Supreme Court Sides With Free Speech Over Abortion Rights in NIFLA V. Becerra

The Supreme Court sided with anti-abortion crisis pregnancy centers on Tuesday morning, in a decision written by Justice Clarence Thomas. The case pitted free speech and reproductive rights against one another in the state of California.

National Institute of Family and Life Advocates v. Xavier Becerra challenged a 2015 law that required crisis pregnancy centers to disclose all available medical options and services to pregnant women. The centers, which are nonprofit organizations often affiliated with Christian groups, immediately responded that the law violated their religious freedom and their First Amendment right to free speech.

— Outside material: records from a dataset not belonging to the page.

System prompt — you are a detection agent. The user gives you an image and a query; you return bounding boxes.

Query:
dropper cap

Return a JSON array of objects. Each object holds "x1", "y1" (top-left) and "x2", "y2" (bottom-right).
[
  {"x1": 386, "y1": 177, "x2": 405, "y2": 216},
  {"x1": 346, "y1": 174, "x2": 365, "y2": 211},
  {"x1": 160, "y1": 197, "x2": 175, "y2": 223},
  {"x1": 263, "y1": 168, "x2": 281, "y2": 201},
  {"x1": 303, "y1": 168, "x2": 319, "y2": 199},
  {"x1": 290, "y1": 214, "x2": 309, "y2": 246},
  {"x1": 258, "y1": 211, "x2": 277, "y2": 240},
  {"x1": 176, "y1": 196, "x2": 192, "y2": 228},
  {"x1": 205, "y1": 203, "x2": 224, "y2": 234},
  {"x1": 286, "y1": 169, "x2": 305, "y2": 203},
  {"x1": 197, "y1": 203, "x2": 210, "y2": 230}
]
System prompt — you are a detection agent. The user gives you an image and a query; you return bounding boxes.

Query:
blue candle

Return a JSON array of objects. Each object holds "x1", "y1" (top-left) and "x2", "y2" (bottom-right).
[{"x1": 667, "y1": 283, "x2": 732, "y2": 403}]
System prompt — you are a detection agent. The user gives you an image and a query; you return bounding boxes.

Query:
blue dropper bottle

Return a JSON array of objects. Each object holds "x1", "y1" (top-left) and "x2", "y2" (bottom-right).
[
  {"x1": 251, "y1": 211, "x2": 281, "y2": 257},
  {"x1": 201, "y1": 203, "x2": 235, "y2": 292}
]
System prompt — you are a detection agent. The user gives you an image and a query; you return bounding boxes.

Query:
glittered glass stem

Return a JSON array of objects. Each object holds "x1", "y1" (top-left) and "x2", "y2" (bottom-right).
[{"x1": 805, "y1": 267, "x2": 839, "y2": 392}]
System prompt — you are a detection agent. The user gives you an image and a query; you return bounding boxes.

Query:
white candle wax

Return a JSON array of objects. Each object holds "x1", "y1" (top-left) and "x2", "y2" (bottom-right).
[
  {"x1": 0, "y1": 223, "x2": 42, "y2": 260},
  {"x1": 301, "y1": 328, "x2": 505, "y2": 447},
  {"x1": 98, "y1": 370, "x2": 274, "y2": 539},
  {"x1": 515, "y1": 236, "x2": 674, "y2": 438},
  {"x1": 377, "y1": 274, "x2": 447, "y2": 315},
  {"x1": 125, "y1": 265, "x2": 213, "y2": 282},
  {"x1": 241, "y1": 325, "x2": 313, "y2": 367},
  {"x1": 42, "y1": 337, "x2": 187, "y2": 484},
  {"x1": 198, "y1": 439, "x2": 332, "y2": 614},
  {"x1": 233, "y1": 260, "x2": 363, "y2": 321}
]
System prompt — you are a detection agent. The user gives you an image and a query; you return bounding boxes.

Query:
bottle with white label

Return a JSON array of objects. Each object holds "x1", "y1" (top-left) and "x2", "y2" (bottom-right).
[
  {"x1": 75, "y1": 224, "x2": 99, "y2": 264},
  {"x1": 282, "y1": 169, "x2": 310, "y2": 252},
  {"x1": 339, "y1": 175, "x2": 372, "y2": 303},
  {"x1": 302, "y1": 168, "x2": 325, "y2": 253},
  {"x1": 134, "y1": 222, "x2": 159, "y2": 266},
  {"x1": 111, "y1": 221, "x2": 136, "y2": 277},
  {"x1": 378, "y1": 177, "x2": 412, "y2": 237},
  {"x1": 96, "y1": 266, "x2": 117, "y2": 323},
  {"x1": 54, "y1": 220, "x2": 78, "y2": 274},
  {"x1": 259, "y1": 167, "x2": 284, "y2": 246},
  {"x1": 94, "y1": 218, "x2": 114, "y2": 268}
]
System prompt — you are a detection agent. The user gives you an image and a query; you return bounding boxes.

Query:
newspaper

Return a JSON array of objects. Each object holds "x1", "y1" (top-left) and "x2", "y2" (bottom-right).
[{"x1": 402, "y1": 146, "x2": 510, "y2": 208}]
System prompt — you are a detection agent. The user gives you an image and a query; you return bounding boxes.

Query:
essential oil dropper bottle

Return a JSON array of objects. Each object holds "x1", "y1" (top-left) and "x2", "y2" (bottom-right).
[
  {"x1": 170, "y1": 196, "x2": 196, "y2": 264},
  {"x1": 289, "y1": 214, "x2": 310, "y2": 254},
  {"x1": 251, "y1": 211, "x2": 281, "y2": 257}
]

Thomas, writing for a conservative 5-4 majority, found that requirements for licensed crisis pregnancy centers "likely" violate free speech claims, and that the requirement for unlicensed centers "unduly burdens protected speech."

The court also noted that the law in question was too narrowly limited in scope and only attempted to impose this speech on crisis pregnancy centers opposed to abortion rather than any health center that offers services like birth control or family planning.

The court will send the case back down to the Ninth Circuit of Appeals for further proceedings.

The Court heard arguments from the parties in March. James Bopp Jr., the general counsel to the National Right to Life Committee and longtime conservative lawyer, told Newsweek that the decision should be an obvious one.

"We should win," he said, ahead of the ruling. Bopp argued private organizations that believe women should not have abortions should not be forced to communicate a message that goes against their fundamental beliefs.

Pro-life and pro-choice activists gather at the Supreme Court for the National March for Life rally, in Washington, D.C., on January 27, 2017. The Supreme Court sided with anti-abortion crisis pregnancy centers on Tuesday morning. Aaron P. Bernstein/Reuters

Any decision other than in favor of the centers, he said, would have the Supreme Court participating in "government coercion."

Those who support California's law argue that these crisis pregnancy centers, of which there are hundreds throughout the state, mislead pregnant women and stifle information about their options in order to promote a religious agenda.

But Bopp said the responsibility of keeping pregnant women medically informed about abortion should fall directly on the shoulders of pro-choice supporters who should "get out of their basement and go advocate their point of view."

Yet Dr. Willie Parker told Newsweek that a ruling for the National Institute of Family and Life Advocates would set a precedent for medical professionals that goes far beyond just abortion services.

Parker, a licensed OB/GYN specializing in abortion and a devout Christian, argued that if these pregnancy centers and their physicians are exempt from providing accurate information to their patients, there would be nothing to stop other doctors from doing the same.

"If that's the case, that means I have more protected rights when buying a car than a woman has when choosing what to do about an unwanted pregnancy," Parker said, pointing to the federal law that requires car dealers to provide accurate information about the mechanical condition of a vehicle.

Parker is the vice chairman of the Religious Coalition for Reproductive Rights, one of the religious organizations that supported California's law since it was first introduced as a bill in the state assembly. Parker is also the physician plaintiff in a federal lawsuit aiming to prevent the closure of Mississippi's only abortion clinic. The case is currently in request for hearing by the Supreme Court.

"It is consistent with my ethical duty as a physician and my moral and spiritual frame as a Christian to support women's reproductive rights," he said. "Women are moral agents, and they are entitled to make decision regarding their own health."